Use this tab to select the text of the tags to be shown. 'Morphology/Topic/User/Clues' serve the separate built-in tag groups. Some tag display texts are quite boring and you could switch them off.
'Show Repeated Tags' if not set, will remove the sequentially repeated tags.
'Tag Names' means "show display names of tags". 'Tag Codes' means "show the codes of tags".

3.4 Filters

This tab shows and allows to select any of the tags included in the dictionary as filters for the words and clues. The tags are presented by the codes and the display text (as created by CPT Word Lists). Since there are 4 groups of tags ('Morpho', 'User', 'Topic', and 'Clues'), the filtering is done in two steps: the first is in a group of tags and the second is in total (for all groups).
In a group: if a tag is not selected, the word/clue having this tag will be marked as 'bad'.
In total: if a word/clue has at least one 'bad' mark, it will be excluded from the search/browse list.

In simple words, you can do global queries via the tag filters. For example, open the 'smile.dic' dictionary. In the dialog 'Display Options' select 'Browse Style' and 'Words' in 'Style' tab, and the tag 'miniatures' only from 'Morphology Tags' in 'Filters' tab, and you will get the words of one or two characters only in the display list.

'Select All' button can be used to select all items in the current list. 'Ignore Unselected npt/bpt' is used when the list contains npt type and bpt type tags. If you need to select tags, let's say, from bpt group only, you can check the box and this will mean "ignore the unselected from the other group". If not checked the filter will skip the words having unselected tag from npt group even if it has the selected bpt tags.

3.5 Length

This tab is for additional filters. Only the words having the selected word length will be shown.

'Select From List' will enable the list box and you can select exactly the lengths you wish. Just to remind that you can do multiple selection via the mouse and Ctrl key pressed.
'All' means no length filters. The rest of radio buttons from '<7' to '>=33' can be used to select a range of lengths.


4. Search Text Field

This is the field in the center of the top window bar. Here you can enter a word to search for. Simple regular expressions, bidi, and Unicode notation are supported (if not disabled). Note that the searching is for words, not strings. For example, in 'Search Clues' mode, to find an entry containing "word", you have to enter the regular expression "*word*", or in 'Search Words' mode, to find the word "word" the pattern "word" is OK. To switch off the regular expressions, use the 'Input' tab in 'Search Options' dialog.

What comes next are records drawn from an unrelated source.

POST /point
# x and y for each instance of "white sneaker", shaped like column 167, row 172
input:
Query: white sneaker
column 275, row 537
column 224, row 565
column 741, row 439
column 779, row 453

The search pattern you can enter is restricted to subset of regular expression syntax using the following special symbols:

* matches 0 or more characters
? matches exactly one character
| starts alternative pattern to search
\char is the 'escape' way to match the char, where char is any Unicode character
[set] matches any one character from the set
[^set] matches any one character not in the set, where set can have the following forms:
charString includes the characters from the string
char1-char2 includes the characters from char1 to char2 in the ascending Unicode order

Inside the set, the '[', '*', '?', '^', and '\' (the last one if not preprocessed) have no special meaning, ']' is not allowed and '-' is allowed only as a special character. This way, you can search for a string, having the character '?', using the pattern "*[?]*" ('?' is not interpreted as special) or using a pattern with escaping: "*\?*". To search for '[' you have to use patterns with escaping. To search for '\' (the escape character), use the pattern "*\\*". The Java "hexadecimal notation" (\uxxxx) for specifying char can be used as well. For example, "\u0031" means "1" or "DIGIT ONE".

Since the idea is to match words, not strings, the meaning of '*' and '?' is the same as used in operating systems for the file name expansion, but different from the classic regular expressions used in egrep and friends. Here are two examples:
will match all words having 4 or more letters, starting with 'ase' but not including 'e' and 'x' as a forth character;
will match all 5 letters words, starting with 'ba' and ending with 'a', and will match all 6 letters words, starting with 'ga'.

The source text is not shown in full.